A report on realising the value of Futures and Foresight in policy-making, A Stitch in Time , published by the RSA, in collaboration with MetroPolis and the Policy Evaluation and Research Unit at Manchester Metropolitan University, describes futures thinking as a people-driven, multi-disciplinary project. Technology has a role to play, but so do the arts and humanities. It recognises that futures thinking is an inherently creative discipline which asks fundamental questions about what it is to be human and is necessarily values-driven. Taking this perspective leads the authors of the report to argue for the importance of encouraging all of us to make the future a greater priority and embed long-term thinking into our everyday lives. The policy-making ecosystem therefore needs to be large, inclusive and multi-disciplinary if it is to accommodate futures thinking.

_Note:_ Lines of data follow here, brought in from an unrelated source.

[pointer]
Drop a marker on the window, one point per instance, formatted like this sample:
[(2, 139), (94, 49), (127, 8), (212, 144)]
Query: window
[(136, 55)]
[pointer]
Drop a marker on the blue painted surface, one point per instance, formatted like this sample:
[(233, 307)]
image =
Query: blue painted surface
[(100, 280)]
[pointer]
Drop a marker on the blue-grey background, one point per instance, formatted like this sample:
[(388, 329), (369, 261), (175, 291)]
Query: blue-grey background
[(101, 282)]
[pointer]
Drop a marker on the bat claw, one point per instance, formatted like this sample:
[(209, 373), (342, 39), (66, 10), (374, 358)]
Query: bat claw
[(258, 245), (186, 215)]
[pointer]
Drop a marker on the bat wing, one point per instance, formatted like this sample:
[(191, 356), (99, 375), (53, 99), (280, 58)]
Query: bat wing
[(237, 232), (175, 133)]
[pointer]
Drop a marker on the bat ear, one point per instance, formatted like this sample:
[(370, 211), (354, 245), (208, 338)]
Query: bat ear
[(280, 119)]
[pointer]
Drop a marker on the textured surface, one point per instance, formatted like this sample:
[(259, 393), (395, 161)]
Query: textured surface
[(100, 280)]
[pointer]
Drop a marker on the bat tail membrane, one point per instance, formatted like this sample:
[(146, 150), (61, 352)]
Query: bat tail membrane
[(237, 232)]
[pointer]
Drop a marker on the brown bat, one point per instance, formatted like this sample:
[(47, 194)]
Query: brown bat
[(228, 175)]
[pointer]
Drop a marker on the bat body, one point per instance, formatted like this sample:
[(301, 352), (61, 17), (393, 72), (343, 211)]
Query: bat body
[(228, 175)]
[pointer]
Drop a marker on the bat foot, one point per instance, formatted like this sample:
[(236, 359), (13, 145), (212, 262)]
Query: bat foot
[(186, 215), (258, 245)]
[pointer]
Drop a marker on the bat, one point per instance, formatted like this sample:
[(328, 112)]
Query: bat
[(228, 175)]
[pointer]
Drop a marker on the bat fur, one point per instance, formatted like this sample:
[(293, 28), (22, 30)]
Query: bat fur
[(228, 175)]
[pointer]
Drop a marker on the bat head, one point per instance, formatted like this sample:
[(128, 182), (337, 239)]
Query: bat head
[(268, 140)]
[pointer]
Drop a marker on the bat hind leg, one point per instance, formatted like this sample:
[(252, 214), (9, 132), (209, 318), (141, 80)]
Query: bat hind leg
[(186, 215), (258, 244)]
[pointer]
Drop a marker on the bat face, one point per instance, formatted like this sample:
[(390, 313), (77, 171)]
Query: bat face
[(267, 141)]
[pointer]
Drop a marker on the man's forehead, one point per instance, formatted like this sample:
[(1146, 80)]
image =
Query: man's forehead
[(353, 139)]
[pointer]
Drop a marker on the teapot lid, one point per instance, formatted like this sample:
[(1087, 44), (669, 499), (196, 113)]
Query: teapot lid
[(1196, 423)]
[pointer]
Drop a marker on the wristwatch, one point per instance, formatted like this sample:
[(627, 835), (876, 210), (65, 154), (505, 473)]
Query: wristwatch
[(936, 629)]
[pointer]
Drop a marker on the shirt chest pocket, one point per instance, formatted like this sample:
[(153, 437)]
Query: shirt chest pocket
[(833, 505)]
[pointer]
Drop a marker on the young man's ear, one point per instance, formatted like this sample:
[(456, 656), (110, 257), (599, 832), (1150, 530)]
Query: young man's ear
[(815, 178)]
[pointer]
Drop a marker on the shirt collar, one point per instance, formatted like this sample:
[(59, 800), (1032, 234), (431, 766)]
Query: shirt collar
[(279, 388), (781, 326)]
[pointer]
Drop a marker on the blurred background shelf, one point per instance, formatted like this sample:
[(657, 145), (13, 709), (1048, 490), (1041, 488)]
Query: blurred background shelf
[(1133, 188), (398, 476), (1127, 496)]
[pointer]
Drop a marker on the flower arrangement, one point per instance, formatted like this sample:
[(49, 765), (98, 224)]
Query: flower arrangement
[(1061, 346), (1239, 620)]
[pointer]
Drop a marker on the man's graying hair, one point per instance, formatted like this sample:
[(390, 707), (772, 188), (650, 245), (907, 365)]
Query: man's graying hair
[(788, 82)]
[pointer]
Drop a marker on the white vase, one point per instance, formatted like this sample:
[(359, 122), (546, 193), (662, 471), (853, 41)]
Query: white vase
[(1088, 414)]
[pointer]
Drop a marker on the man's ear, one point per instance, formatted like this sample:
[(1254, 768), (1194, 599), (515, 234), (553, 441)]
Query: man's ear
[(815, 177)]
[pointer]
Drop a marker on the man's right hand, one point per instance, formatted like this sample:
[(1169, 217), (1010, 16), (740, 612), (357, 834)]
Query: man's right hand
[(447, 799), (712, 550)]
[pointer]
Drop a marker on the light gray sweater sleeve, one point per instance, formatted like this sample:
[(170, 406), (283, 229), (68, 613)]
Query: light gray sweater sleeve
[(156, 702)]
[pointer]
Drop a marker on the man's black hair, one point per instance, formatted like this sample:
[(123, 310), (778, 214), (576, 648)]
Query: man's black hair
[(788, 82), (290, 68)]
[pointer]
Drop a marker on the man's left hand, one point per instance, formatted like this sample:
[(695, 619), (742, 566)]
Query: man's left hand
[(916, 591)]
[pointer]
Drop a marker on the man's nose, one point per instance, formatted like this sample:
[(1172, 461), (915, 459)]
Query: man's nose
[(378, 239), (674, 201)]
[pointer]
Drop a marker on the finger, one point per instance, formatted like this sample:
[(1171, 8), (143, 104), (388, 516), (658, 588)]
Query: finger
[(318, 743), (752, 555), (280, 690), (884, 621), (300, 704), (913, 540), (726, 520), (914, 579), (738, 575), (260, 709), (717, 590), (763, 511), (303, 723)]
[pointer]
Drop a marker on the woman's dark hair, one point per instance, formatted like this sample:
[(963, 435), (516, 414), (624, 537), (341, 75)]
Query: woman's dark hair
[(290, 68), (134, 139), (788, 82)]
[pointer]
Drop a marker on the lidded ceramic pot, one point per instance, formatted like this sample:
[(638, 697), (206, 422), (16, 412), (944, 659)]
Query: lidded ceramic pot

The report’s authors make far-reaching and radical recommendations for decision-makers and organisations across society, suggesting how this vision can be realised. We at Manchester Metropolitan University are looking forward to continuing to work with the RSA on bringing their vision to fruition.

Chris is Professor of Evaluation and Policy Analysis at Manchester Metropolitan University, where he is also Director of the Policy Evaluation and Research Unit and co-founder of MetroPolis: a university thinktank helping to embed researchers in policy and practice.